[antlr-interest] New article on StringTemplates and Treewalkers

Tue Jan 10 15:18:33 PST 2006

>
>
>Well, the ANTLR translation is the farthest possible from each input  
>node goes to a single output node.  First, I don't do any tree  
>translation at all.  I parse the grammar into an AST from which I  
>derive an NFA from which I derive DFA.  I walk the AST multiple  
>times, annotating the tree and building other structures such as a  
>symbol table, NFA, DFA, etc...  The final codegen.g tree walker  
>guides translation but is hardly a simple "see a node, spit out a  
>node" kind of thing.
>  
>

OK, yea. Do use  ST in ANTLR 2.x, or is it new in 3.0? Do you have any 
pointers to where
I can find out more about how you use ST in ANTLR (or anyone else who is 
using ST
for complex stuff)? I guess I'm reading way to much into the simple 
examples you give in
these articles.

>You'll note that the following construct could be used for a subrule  
>(a|b):
>
>if ( lookahead consistent with a ) {
>   a();
>else {
>   b();
>}
>
>Now that pattern is similar to your
>
>strcasecmp(v1, v2) --> v1.compareToIgnoreCase(v2)
>
>example.  The key difference is that I just spent probably 5,000ms  
>walking all over hell and back figuring out what "lookahead  
>consistent with a" actually is.
>  
>
I think there's a key difference here. In your code, you have a mental 
picture of the AST
structure in your head (though of course it's trivial for this example). 
when I write:
old thing with v and x placeholders --> something else with x and v 
placeholders
I never have to have a mental picture an AST. I'm strictly thinking in 
terms of "patterns" or
"token streams".

>The disconnect I think you may have with ST is that you think it's  
>doing more than just spewing text.  
>
Well, I'm against both the treewalker and the ST approach. I understand 
that the STs are
just spitting out the text. Maybe at some point in the article I blamed 
STs when I should
have blamed treewalking, but the blame remains :)
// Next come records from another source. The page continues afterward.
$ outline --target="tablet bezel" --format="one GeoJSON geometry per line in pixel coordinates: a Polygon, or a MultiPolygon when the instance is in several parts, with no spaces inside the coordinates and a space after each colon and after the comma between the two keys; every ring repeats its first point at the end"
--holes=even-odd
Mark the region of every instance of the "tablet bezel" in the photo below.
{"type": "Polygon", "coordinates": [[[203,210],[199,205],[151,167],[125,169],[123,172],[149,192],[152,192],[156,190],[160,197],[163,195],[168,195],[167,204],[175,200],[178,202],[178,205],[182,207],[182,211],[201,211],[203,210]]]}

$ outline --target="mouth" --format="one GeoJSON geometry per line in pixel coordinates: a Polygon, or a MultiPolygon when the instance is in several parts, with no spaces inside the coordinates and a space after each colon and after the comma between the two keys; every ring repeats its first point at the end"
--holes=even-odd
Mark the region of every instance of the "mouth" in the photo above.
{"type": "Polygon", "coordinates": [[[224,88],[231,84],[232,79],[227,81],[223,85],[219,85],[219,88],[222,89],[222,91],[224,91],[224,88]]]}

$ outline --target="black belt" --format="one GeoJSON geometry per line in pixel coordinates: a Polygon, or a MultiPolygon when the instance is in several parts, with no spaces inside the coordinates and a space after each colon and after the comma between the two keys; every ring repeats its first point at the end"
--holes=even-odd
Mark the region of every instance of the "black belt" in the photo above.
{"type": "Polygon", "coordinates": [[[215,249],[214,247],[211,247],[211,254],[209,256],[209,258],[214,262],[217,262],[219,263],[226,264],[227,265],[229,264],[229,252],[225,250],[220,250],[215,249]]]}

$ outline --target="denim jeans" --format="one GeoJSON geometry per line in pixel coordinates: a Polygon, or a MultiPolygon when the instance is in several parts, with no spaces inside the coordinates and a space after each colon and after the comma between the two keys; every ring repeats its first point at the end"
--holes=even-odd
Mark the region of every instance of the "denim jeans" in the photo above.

>It cannot do any processing; you  
>must collect data, do analysis, do whatever you want and then use it  
>rather than print statements to dump stuff out. :)
>
>>/ Or, "show me a node in the ANTLR input AST, and I will show you the  
>/>/ equivalent
>/>/ node in the Java-version of the ANTLR output AST (probably without  
>/>/ thoroughly
>/>/ examining the whole AST - just looking at the one node".
>/
>The structure is there, yes: subrule to what template, but the  
>details are computed from rather involved analysis and the results  
>jammed in the template.  Templates only say what the output looks  
>like, not which output templates to use nor how to fill in data  
>values.  I've built lots of language translators over the years and  
>ANTLR is much harder than any language translator I've ever been  
>involved with.
>  
>
I don't doubt that. But then again, you're much smarter and more 
knowledgable than I am,
so I'll find things difficult that you don't :) It may be that 
treewalking and STs really are
the best solution to my problems, and I just can't get past their 
complexity and syntax.

>>/ But..."show me a node in a C AST (let's say INT_NUMBER "0"), and I  
>/>/ can't tell
>/>/ you what the equivalent node is in the output Java AST without a  
>/>/ thorough
>/>/ examination of the AST, both above and below the current node."
>/
>Yep, you have to do analysis to figure out the kind of construct to  
>generate.  When you know, then you ask the appropriate template to  
>spit stuff out :)
>
>i think we are actually in more agreement than you realize...i think  
>there is simply a disconnect with how tree walkers + ST would operate.
>  
>
So then let me ask, do you really consider ANTLR to have a "treewalking 
design"? How many
node actions does ANTLR have that are fairly trivial? I'll be interested 
to see what you say
about the specific issues I bring up.

My initial design did use the treewalker approach. I worked on it for a 
few months and I
was just overwhelmed with having to keep a mental picture of the AST 
structure.
I takes me a few seconds to type:

strcasecmp(v1, v2) --> v1.compareToIgnoreCase(v2)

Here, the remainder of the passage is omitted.